Pequot leader

Personal details
- Died: 1642
- Relations: Uncle, Ninigret

= Wequash Cooke =

Niantic leader and Christian missionary (died 1642)

Wequash Cooke (also known as Wequash Cook or Weekwash or Weekwosh or Wequashcuk) (died 1642) was one of the earliest Native American converts to Protestant Christianity, and, as a sagamore, played an important role in the 1637 Pequot War in New England.

==Early life==

Wequash lived in Pasquishunk near the mouth of the Connecticut River and was the eldest son of Wepitanock, the sachem of the Niantic people and many historians presume that Wequash's mother was a Pequot because she was described as a "stranger" and not Niantic. Wequash was also a nephew of Chief Ninigret. In 1637 Wequash and Uncas united with the colonists of New England under Captain John Mason to fight the Pequots and witnessed the destruction of the tribe's fort by Connecticut militia and Indian allies during the Mystic massacre in Mystic, Connecticut.
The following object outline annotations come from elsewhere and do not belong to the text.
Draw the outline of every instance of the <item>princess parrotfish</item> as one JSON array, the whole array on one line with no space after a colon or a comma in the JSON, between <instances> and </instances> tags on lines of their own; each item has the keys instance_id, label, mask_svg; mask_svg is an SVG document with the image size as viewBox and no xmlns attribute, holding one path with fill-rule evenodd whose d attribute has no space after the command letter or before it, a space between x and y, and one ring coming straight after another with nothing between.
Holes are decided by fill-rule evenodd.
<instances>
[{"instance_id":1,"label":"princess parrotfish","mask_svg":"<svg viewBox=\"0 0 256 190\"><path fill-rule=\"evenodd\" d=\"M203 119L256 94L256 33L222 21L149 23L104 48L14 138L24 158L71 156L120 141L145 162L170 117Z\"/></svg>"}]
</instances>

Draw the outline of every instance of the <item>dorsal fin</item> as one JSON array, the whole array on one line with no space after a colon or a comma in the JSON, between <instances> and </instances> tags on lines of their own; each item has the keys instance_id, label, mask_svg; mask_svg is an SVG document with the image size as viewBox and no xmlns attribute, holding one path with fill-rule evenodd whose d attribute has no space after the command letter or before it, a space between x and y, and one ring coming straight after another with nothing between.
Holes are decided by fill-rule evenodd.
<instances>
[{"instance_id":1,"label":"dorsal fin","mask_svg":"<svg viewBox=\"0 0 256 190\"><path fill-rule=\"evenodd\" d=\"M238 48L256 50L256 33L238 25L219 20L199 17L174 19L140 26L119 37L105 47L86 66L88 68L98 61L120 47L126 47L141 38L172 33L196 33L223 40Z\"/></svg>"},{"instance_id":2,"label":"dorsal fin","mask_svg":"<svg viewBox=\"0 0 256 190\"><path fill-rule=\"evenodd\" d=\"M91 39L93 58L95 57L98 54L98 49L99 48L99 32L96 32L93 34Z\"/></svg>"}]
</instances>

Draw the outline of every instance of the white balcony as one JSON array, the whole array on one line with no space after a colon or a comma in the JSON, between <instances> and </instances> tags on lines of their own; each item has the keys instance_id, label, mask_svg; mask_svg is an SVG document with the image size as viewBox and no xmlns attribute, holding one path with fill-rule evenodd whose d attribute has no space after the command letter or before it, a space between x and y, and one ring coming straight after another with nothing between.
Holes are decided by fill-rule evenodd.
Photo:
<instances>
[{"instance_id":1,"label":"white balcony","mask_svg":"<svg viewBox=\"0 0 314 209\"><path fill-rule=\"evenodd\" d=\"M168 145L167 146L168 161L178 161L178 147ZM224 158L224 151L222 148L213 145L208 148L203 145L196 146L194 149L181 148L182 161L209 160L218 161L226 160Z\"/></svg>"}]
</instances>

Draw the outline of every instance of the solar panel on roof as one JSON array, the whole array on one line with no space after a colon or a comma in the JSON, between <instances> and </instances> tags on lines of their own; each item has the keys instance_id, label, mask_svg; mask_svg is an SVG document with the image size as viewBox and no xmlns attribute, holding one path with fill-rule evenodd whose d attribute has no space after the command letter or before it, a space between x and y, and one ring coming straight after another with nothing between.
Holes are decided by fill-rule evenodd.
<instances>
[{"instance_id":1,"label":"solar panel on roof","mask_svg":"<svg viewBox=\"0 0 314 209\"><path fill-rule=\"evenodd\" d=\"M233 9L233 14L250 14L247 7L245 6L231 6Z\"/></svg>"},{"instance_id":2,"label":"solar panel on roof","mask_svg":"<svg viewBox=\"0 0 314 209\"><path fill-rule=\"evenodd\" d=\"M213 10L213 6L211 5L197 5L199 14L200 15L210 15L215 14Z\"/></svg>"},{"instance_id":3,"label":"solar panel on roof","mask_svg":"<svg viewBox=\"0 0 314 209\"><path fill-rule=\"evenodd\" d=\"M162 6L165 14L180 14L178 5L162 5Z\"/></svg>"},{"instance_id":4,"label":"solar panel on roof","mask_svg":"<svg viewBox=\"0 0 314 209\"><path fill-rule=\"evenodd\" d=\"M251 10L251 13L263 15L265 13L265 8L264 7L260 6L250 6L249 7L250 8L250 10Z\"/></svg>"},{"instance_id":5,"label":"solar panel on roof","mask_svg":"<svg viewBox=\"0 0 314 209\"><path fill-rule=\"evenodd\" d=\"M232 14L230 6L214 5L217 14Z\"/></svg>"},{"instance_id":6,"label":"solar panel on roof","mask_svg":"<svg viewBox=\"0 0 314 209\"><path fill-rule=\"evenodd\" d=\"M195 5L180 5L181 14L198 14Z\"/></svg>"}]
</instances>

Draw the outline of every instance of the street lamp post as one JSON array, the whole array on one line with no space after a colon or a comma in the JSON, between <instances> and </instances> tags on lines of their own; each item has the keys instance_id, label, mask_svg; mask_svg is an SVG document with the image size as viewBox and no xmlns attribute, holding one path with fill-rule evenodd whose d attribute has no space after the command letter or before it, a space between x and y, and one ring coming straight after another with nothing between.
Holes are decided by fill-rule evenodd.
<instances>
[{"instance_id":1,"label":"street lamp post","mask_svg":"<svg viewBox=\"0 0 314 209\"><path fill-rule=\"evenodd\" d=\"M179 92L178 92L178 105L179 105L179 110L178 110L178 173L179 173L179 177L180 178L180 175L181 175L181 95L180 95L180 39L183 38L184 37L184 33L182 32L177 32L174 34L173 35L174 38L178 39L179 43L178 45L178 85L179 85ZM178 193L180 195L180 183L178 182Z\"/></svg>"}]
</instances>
After the War, Wequash married many of the powerful Pequot women in an attempt to solidify his power. Wequash later deeded the land for the settlement of Guilford, Connecticut, to Henry Whitfield in 1641 in a deed in which "Weeksosh of Pasquishunk" deeded land "given him by Sachem Squaw of Quillipiag."

==Conversion and death==

After the Pequot War, as local historians observed, that Wequash was filled with "respect for English power" and "it awakened a spirit of inquiry in regard to the Englishmen's God, which led him finally to a hearty and influential reception of Christianity". After this experience, Wequash returned to local Native Americans as a missionary preaching about Christ for which he was persecuted by them. Wequash's tombstone in Lyme, Connecticut, refers to him as New England's first Indian convert.
Many Puritans in Massachusetts such as Governor John Winthrop wrote about Wequash's conversion as the first Native American conversion to Christianity, and New England's First Fruits was published in 1643 describing Wequash's experience. This was later used to justify the Massachusetts Bay Colony's existence as a mission in evangelizing to Native Americans. In A Key Into the Language of America Roger Williams spoke more skeptically of Wequash's conversion and described how on his deathbed Wequash thanked Williams for explaining Christianity to him at his home in Providence, but Williams still had concerns about whether Wequash had truly been converted. Wequash died in 1642 in the home of Colonel George Fenwick, co-founder of the Saybrook Colony, and there were suspicions that Wequash had been poisoned for his relationship with the English. He was "buried in the Christian Indian burying ground on the west side of the bay near the mount of the Niantic river." Prior to his death Wequash requested that his son Wequash be raised by the English settlers, and his son, Wenamoag, went to live with Colonel George Fenwick in the Saybrook Fort, but it is unknown what happened to him after Fenwick's wife died and Fenwick returned to England in 1645. Wequash's younger brother, Harman Garrett (Cashawashett), took the name "Wequash Cooke II" for a period after Wequash's death and attempted to assume his leadership role.